Mona Grønstad (1958) was born in Åmot municipality, and lives in Ski. Grønstad has worked with the watercolor technique for several years. She works layer by layer and lets the colors work on each other in the sheet. She has had a number of exhibitions in Norway and received several awards.

I use watercolor as a technique - it has a lot to offer. I think it has qualities that few people know about and can use. It is in the borderland between the strictly controlled and the soft dissolved. I find the technique interesting.

The watercolor is a technical challenge, and the process is time-consuming. It is slightly reversible once the pigments are on the paper. Working with watercolor is like being a line dancer, here there is a short path between disaster and happiness.

I work with events described with a viewer's distance.
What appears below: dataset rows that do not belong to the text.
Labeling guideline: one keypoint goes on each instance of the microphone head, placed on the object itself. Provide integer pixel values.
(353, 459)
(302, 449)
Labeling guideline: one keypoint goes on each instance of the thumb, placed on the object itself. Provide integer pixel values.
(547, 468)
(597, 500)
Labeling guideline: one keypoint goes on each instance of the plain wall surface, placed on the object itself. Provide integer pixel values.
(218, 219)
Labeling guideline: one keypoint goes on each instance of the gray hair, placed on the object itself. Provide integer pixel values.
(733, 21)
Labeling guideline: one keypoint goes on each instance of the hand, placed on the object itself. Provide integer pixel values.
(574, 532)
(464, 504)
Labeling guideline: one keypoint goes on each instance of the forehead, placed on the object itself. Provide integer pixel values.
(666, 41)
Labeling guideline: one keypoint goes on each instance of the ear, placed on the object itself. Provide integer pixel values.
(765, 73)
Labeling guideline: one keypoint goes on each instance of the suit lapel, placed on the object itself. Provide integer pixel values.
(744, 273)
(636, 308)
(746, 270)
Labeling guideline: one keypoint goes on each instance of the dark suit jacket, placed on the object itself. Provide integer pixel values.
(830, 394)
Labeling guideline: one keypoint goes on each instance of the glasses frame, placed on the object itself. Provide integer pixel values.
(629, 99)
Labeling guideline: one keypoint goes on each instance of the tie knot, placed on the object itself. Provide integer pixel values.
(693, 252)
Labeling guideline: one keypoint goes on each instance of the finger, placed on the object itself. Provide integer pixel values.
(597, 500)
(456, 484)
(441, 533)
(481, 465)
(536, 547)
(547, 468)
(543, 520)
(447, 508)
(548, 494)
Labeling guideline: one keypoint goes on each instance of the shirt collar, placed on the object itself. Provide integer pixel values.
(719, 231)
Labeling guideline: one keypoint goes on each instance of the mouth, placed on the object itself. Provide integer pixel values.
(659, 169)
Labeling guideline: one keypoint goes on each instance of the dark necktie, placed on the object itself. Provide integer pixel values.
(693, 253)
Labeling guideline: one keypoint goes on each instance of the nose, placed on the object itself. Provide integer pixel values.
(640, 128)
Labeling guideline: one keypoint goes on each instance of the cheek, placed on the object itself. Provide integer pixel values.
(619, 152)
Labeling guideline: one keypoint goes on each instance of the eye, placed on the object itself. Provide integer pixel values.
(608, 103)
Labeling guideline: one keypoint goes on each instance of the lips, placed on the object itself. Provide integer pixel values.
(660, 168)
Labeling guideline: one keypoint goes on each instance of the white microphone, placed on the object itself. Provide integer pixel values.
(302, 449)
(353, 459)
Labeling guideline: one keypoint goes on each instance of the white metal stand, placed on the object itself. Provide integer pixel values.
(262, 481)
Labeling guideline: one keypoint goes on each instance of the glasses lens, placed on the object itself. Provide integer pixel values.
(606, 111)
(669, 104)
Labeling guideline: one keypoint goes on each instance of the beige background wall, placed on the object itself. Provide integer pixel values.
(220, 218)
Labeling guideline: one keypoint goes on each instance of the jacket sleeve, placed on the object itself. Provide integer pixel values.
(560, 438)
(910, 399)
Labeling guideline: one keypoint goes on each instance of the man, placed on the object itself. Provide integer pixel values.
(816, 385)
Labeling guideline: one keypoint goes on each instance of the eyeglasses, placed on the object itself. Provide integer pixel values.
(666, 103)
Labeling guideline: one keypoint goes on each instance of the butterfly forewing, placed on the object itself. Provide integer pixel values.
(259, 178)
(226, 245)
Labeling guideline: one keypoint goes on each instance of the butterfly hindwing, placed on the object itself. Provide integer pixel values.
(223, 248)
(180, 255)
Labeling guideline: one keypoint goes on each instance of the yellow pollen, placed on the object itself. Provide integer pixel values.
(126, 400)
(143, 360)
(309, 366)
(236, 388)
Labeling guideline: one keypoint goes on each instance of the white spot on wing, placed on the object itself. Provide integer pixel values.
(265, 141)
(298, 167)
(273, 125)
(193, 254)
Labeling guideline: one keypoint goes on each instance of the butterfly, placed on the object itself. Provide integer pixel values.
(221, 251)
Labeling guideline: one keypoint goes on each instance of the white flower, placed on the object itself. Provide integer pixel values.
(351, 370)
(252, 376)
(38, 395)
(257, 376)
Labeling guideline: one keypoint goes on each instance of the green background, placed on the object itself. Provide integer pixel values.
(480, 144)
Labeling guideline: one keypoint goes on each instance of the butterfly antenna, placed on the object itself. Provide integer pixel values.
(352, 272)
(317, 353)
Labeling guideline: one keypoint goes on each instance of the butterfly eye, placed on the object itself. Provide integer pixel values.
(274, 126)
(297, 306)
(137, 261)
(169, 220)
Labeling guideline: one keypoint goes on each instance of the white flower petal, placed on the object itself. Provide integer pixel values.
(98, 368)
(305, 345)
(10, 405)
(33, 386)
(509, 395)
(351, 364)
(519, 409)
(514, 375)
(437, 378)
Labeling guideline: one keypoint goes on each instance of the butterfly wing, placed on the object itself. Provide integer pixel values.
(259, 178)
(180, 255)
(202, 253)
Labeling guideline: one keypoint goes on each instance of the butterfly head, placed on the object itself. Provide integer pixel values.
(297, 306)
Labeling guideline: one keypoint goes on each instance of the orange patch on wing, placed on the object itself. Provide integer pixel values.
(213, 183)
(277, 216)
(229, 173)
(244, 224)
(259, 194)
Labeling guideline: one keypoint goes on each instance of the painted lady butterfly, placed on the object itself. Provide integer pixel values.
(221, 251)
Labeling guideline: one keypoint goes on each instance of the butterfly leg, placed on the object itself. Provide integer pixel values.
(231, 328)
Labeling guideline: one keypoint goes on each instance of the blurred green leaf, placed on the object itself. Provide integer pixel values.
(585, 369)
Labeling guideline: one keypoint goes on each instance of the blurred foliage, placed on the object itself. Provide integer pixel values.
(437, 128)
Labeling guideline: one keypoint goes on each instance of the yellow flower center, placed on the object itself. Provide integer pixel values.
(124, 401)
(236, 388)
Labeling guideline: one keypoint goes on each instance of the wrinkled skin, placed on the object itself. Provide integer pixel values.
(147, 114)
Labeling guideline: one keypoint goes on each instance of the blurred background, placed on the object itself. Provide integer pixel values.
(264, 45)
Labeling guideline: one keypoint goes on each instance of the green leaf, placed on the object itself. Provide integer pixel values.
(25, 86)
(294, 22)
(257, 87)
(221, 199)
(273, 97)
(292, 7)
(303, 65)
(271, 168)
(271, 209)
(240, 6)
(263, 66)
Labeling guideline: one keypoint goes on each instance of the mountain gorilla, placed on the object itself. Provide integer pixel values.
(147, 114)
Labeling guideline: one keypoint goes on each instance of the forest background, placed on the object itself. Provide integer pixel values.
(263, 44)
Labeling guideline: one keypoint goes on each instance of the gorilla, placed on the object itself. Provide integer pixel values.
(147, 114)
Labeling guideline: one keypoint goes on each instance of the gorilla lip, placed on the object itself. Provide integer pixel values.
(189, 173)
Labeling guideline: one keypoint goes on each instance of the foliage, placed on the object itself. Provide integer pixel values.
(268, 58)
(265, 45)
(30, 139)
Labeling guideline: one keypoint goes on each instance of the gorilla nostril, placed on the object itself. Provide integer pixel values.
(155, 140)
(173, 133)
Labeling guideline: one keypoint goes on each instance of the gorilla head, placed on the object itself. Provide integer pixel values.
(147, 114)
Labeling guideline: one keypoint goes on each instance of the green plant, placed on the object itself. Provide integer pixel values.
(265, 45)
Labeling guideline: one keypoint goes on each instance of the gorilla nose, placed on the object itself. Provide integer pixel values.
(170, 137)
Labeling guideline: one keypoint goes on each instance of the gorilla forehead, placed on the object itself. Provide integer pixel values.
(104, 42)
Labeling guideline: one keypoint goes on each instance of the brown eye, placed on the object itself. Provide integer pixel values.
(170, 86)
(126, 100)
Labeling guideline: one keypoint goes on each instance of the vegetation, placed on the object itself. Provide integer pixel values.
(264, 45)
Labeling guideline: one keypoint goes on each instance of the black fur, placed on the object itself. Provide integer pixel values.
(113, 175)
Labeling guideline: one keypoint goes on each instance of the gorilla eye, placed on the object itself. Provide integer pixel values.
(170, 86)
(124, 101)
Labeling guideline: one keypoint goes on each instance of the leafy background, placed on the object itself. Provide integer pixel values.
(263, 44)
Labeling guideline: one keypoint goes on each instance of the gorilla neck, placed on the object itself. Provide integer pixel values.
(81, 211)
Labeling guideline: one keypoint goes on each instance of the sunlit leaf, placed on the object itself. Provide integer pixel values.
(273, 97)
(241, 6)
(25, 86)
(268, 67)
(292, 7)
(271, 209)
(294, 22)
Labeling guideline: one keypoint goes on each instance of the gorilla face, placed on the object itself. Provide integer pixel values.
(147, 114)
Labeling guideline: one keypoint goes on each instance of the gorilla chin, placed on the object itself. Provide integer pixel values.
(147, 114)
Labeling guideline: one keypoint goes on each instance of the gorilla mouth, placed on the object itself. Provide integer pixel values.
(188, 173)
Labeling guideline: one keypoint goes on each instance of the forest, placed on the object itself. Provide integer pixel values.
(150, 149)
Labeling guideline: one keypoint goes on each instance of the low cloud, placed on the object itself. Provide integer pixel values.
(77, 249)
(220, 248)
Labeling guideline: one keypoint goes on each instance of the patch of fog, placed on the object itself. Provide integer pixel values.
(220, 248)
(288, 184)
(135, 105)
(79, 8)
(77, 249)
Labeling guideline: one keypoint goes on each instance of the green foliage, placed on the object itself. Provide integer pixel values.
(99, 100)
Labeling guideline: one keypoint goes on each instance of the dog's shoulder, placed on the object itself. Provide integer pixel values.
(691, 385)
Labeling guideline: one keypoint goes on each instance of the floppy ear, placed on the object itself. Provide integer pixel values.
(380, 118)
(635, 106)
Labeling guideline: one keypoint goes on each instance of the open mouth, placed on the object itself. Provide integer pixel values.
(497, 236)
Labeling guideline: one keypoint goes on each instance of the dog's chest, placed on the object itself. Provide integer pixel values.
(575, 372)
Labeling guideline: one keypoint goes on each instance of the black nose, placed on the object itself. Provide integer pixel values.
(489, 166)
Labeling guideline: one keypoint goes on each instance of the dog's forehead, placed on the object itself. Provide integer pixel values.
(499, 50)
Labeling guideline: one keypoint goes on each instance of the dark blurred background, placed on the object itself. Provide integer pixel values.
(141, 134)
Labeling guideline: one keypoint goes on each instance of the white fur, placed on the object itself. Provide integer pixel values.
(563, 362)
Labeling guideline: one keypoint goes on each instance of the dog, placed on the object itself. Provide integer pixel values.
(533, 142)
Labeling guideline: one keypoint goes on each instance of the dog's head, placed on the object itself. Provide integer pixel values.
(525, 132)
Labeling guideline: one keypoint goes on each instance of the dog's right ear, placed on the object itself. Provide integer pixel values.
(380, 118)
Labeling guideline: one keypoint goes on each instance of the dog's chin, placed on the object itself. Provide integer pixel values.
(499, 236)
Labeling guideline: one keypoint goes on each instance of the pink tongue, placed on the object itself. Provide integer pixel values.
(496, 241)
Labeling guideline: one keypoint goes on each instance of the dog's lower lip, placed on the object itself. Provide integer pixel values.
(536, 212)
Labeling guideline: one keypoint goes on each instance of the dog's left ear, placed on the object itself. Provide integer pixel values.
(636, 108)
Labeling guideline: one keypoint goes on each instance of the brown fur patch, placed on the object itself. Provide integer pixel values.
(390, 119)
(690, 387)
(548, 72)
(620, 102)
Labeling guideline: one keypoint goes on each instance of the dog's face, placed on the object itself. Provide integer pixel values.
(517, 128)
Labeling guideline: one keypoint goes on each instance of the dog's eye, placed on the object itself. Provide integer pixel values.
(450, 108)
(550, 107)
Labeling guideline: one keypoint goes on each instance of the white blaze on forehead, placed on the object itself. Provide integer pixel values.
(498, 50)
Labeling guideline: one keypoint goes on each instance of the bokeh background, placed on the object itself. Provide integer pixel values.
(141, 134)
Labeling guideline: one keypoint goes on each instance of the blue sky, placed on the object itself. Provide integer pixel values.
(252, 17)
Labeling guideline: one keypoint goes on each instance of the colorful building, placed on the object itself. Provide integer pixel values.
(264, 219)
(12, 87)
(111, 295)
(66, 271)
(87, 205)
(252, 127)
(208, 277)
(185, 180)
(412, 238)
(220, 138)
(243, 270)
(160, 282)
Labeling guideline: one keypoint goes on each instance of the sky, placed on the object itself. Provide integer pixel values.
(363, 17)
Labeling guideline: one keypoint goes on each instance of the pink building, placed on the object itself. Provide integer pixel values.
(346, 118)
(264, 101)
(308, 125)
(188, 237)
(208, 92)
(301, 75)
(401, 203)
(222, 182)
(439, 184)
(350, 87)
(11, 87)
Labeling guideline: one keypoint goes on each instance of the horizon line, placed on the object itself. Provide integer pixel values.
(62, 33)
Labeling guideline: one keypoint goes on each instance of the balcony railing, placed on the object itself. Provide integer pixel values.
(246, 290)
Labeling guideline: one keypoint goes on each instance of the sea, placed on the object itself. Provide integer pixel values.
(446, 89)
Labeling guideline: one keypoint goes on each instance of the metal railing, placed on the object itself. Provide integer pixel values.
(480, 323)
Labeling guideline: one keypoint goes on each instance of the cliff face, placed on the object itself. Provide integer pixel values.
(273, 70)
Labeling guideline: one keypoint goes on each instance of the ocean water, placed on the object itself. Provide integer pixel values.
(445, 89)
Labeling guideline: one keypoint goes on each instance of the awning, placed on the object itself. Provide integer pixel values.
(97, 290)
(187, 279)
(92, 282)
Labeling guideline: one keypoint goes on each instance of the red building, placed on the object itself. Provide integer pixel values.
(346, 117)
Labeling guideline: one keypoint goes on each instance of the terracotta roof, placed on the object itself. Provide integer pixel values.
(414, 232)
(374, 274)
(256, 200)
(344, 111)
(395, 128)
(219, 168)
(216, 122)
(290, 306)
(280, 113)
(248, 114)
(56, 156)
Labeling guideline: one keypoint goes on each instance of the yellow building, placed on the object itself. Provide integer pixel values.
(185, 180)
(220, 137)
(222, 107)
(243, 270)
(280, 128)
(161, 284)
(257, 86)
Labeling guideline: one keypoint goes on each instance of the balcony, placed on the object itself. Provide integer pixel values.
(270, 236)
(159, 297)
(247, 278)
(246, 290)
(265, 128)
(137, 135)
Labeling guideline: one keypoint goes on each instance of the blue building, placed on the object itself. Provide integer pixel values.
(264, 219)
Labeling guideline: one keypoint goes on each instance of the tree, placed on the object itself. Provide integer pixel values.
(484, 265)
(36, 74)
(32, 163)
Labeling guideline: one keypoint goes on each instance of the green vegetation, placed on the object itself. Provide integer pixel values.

I am a storyteller without words. A glimpse of something in passing, seemingly mundane things can be a starter. These often remain in the head as memory images, they are processed by time, amplified or erased, and then resurrected through the painterly process in the studio. The image arises in a kind of development process, from the light to the dark. It all stages a conflation of a fleeting reality and a hallucination. Free of brutal elements, but still with a sublime charge of an inexplicable uneasiness.

Mona Grønstad grew up with the forest, so it also feels right for her to be able to use it in her work. The land-art projects become an extension of the watercolours. Everything eventually comes together.
In recent years, together with her colleague Morten Gran, she has worked on establishing an art festival at her childhood home in Østerdalen.